Is GEO included in the System Setter website build?

Yes. Every System Setter website includes the core GEO foundations as standard: FAQPage schema markup, LocalBusiness schema, structured service information, and content formatted for direct AI citation. The Google Business Profile setup guide provided with every build also covers the entity consistency signals that matter for AI recommendation. This is not an add-on: it is part of every build at the standard EUR 500 price.

Should I implement llms.txt on my website?

The current evidence suggests llms.txt has limited direct impact on AI citation rates, as the major AI platforms have not yet implemented native support for the file. However, it is a lightweight addition that takes minutes to implement and signals technical transparency. If you have an existing website, implementing llms.txt is worth doing but should not be prioritised over the higher-impact tactics in this guide: structured data, statistics with source links, and direct answer-first content formatting.

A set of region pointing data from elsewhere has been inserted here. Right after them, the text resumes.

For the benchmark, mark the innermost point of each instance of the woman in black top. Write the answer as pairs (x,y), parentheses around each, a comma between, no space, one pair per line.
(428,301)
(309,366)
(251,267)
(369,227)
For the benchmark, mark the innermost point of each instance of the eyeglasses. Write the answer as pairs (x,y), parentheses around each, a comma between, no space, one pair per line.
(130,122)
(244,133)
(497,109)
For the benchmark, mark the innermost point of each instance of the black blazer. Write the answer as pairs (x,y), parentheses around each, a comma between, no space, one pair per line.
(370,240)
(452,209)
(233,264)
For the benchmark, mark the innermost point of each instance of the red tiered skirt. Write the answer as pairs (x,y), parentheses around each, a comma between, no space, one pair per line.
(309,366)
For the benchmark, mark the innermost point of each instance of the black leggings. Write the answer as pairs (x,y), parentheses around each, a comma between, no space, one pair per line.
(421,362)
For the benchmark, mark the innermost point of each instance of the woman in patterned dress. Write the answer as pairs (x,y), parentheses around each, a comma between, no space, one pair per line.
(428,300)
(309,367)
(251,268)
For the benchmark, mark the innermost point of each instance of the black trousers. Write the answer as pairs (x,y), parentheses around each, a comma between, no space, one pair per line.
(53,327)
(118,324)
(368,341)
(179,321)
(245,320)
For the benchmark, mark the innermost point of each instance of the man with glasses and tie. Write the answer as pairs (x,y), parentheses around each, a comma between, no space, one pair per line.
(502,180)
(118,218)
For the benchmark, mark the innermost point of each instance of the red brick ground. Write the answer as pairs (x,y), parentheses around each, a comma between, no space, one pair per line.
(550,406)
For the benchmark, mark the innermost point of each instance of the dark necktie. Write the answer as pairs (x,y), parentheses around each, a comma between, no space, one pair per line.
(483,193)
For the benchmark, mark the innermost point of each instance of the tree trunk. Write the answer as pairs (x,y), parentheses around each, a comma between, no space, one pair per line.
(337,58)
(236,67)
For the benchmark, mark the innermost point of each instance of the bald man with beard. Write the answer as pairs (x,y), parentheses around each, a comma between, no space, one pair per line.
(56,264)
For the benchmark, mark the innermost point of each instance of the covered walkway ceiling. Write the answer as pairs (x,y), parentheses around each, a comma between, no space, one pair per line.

Which AI platforms matter most for an Irish service business?

Google AI Overviews is the highest priority for most Irish service businesses, as it operates within Google search where most Irish potential customers still start. It launched in Ireland on 26 March 2025 and now appears on nearly half of all tracked search queries. Perplexity AI is important for research-style queries. ChatGPT with web search is growing rapidly in use. All three draw on similar signals: schema markup, clear content structure, and entity consistency across the web.